A Novel Gaussian Min-Max Theorem and its Applications
This incremental advance improves theoretical tools for high-dimensional statistics and machine learning, benefiting researchers in fields like signal processing and optimization.
The authors extended the classical Gaussian min-max and convex Gaussian min-max theorems to handle Gaussian matrices with independent but non-identically-distributed rows, and applied this to multi-source Gaussian regression and binary classification of Gaussian mixture models, achieving results like exact asymptotic error characterization.

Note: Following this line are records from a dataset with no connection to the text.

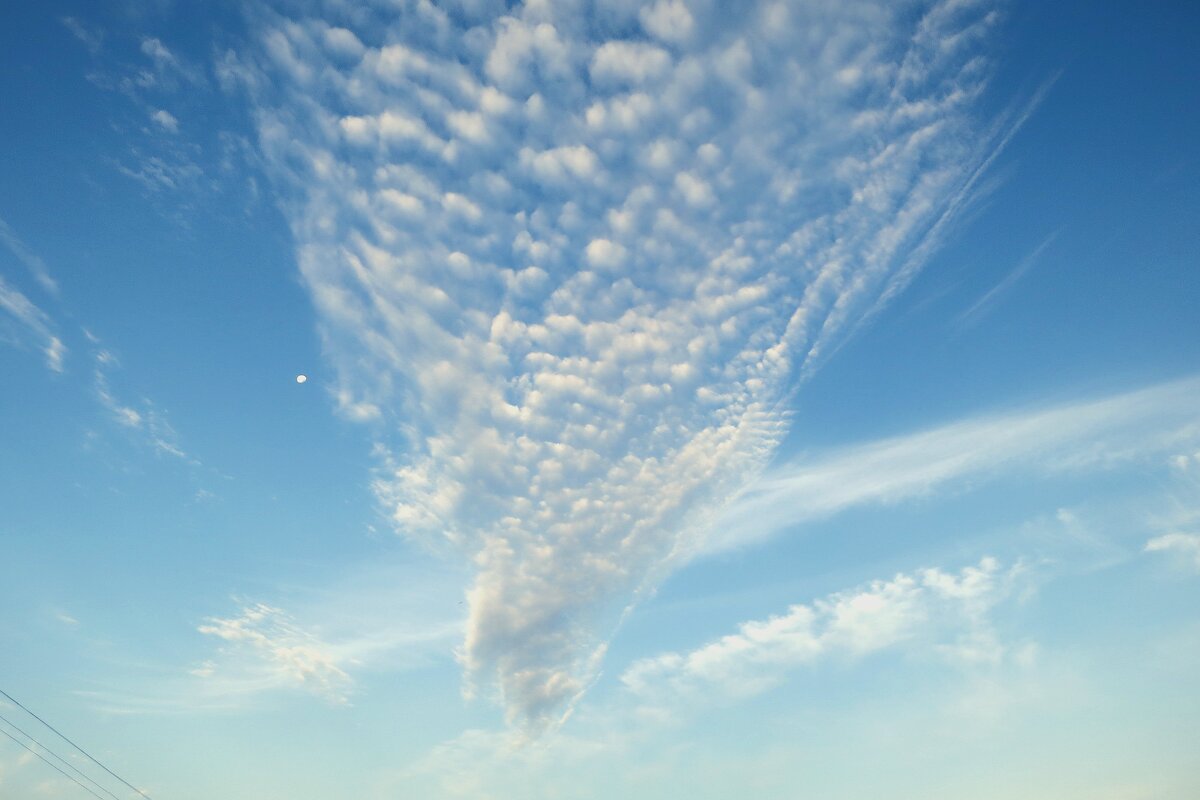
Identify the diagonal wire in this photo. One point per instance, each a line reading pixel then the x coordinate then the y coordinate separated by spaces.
pixel 49 763
pixel 64 738
pixel 59 758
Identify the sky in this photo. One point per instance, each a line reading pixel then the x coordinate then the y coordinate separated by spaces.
pixel 783 400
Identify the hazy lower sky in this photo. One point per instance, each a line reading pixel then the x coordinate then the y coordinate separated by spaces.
pixel 762 400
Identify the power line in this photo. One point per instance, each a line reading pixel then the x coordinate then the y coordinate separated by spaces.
pixel 60 759
pixel 51 764
pixel 64 738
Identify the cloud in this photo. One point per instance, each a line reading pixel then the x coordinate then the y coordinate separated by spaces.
pixel 984 302
pixel 166 120
pixel 147 419
pixel 1185 546
pixel 1085 435
pixel 283 654
pixel 579 304
pixel 31 260
pixel 34 324
pixel 945 612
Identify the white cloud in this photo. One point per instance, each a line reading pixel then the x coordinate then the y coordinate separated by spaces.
pixel 669 19
pixel 629 62
pixel 31 260
pixel 148 420
pixel 33 323
pixel 166 120
pixel 943 612
pixel 1185 546
pixel 1085 435
pixel 646 270
pixel 287 655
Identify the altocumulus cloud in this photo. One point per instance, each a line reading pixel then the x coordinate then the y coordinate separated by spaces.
pixel 569 254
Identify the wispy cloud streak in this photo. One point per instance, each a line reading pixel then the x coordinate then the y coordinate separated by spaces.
pixel 573 258
pixel 1084 435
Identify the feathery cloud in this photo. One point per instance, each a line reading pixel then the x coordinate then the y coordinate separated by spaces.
pixel 942 611
pixel 579 302
pixel 1074 437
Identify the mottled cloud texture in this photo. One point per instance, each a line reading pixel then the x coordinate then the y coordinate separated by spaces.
pixel 568 258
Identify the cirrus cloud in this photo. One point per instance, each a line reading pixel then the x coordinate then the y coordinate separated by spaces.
pixel 577 306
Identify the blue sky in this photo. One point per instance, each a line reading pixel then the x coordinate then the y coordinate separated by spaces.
pixel 697 402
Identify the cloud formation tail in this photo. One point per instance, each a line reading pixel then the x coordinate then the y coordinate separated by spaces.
pixel 571 254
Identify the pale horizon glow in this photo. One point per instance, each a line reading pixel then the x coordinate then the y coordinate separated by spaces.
pixel 707 401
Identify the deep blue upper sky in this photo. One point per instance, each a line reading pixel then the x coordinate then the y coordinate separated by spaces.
pixel 696 402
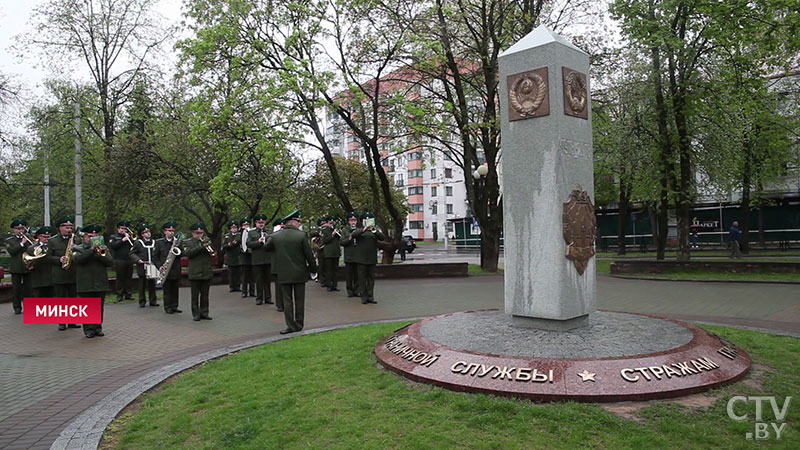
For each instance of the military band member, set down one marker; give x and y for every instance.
(261, 259)
(293, 262)
(248, 281)
(350, 258)
(41, 273)
(330, 253)
(198, 249)
(366, 239)
(232, 246)
(91, 263)
(277, 226)
(142, 253)
(121, 243)
(16, 244)
(172, 282)
(59, 255)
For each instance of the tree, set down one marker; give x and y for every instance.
(113, 39)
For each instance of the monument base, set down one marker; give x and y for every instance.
(539, 323)
(616, 357)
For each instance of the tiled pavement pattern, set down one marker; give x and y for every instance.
(48, 378)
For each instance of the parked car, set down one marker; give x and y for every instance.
(410, 244)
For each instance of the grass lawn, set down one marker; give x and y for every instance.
(326, 391)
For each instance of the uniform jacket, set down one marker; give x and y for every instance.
(331, 243)
(294, 259)
(367, 244)
(162, 249)
(119, 248)
(16, 247)
(56, 247)
(199, 259)
(91, 269)
(260, 255)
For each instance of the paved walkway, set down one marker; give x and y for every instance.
(49, 377)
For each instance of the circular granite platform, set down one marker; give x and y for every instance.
(616, 357)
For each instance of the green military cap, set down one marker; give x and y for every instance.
(43, 230)
(66, 220)
(294, 215)
(93, 228)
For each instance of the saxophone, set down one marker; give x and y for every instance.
(68, 253)
(174, 252)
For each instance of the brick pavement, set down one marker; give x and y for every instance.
(48, 378)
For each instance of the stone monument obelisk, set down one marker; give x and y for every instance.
(548, 183)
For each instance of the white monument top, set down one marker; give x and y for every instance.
(538, 37)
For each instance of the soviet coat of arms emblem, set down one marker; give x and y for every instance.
(580, 228)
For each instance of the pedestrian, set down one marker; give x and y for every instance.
(734, 235)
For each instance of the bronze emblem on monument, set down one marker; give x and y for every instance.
(580, 228)
(575, 95)
(527, 95)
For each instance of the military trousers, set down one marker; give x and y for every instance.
(65, 290)
(95, 327)
(171, 288)
(200, 290)
(234, 277)
(21, 288)
(248, 284)
(366, 282)
(331, 269)
(294, 305)
(263, 273)
(124, 271)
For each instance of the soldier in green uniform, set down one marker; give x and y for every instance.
(142, 253)
(277, 226)
(330, 253)
(366, 239)
(172, 282)
(293, 262)
(60, 258)
(245, 259)
(121, 243)
(232, 246)
(91, 263)
(261, 259)
(16, 244)
(197, 250)
(350, 257)
(41, 273)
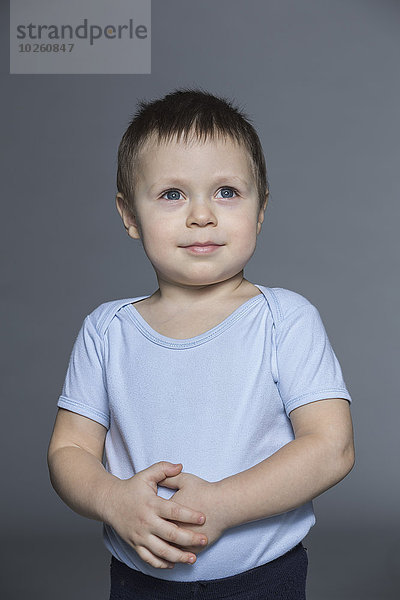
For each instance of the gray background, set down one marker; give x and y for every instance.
(320, 80)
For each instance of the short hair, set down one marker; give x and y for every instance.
(181, 113)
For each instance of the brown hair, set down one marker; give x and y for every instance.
(178, 114)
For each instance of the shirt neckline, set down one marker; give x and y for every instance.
(169, 342)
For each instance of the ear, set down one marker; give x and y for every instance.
(129, 219)
(261, 214)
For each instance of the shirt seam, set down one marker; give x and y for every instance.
(226, 324)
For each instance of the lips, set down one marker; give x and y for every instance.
(209, 243)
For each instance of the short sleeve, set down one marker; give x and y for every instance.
(308, 369)
(84, 390)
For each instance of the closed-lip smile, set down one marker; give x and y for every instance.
(209, 243)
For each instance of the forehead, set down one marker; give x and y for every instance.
(212, 154)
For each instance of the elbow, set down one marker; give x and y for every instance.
(347, 459)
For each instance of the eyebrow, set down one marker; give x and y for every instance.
(181, 182)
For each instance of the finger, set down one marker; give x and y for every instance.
(167, 552)
(153, 560)
(179, 536)
(171, 482)
(177, 512)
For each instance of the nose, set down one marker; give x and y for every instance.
(201, 212)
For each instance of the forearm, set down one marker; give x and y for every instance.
(81, 481)
(295, 474)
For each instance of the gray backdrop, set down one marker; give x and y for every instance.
(320, 79)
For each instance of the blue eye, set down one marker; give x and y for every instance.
(176, 192)
(229, 190)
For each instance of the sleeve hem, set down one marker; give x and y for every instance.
(86, 411)
(314, 396)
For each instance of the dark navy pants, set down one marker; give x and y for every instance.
(281, 579)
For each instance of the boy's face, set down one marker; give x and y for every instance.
(198, 192)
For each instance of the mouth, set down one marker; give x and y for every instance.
(202, 244)
(200, 248)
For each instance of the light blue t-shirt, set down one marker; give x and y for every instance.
(218, 403)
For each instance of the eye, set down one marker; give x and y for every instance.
(227, 191)
(173, 193)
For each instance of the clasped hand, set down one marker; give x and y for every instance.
(203, 496)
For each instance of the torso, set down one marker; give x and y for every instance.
(188, 324)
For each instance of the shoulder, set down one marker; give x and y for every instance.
(101, 316)
(287, 301)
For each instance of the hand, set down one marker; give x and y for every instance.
(145, 520)
(203, 496)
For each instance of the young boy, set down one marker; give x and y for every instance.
(212, 397)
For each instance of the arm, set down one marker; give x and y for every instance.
(320, 456)
(74, 459)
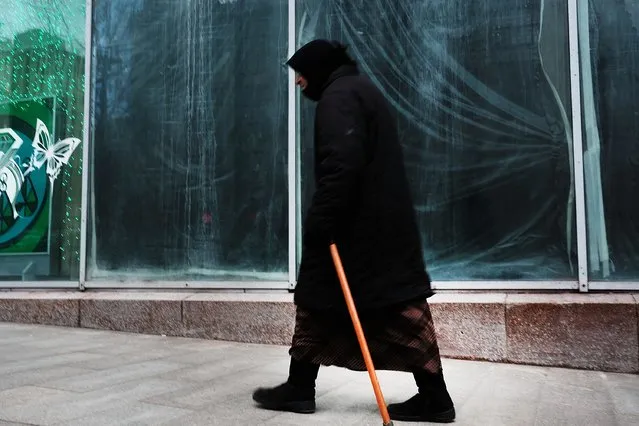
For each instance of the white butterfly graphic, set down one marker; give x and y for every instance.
(55, 155)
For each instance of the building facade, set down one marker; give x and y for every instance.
(162, 144)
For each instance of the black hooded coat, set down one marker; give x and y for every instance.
(362, 200)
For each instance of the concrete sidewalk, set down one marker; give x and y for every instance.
(83, 377)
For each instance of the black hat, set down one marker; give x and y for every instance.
(316, 61)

A celebrated result by Gordon allows one to compare the min-max behavior of two Gaussian processes if certain inequality conditions are met. The consequences of this result include the Gaussian min-max (GMT) and convex Gaussian min-max (CGMT) theorems which have had far-reaching implications in high-dimensional statistics, machine learning, non-smooth optimization, and signal processing. Both theorems rely on a pair of Gaussian processes, first identified by Slepian, that satisfy Gordon's comparison inequalities. In this paper, we identify such a new pair. The resulting theorems extend the classical GMT and CGMT Theorems from the case where the underlying Gaussian matrix in the primary process has iid rows to where it has independent but non-identically-distributed ones. The new CGMT is applied to the problems of multi-source Gaussian regression, as well as to binary classification of general Gaussian mixture models.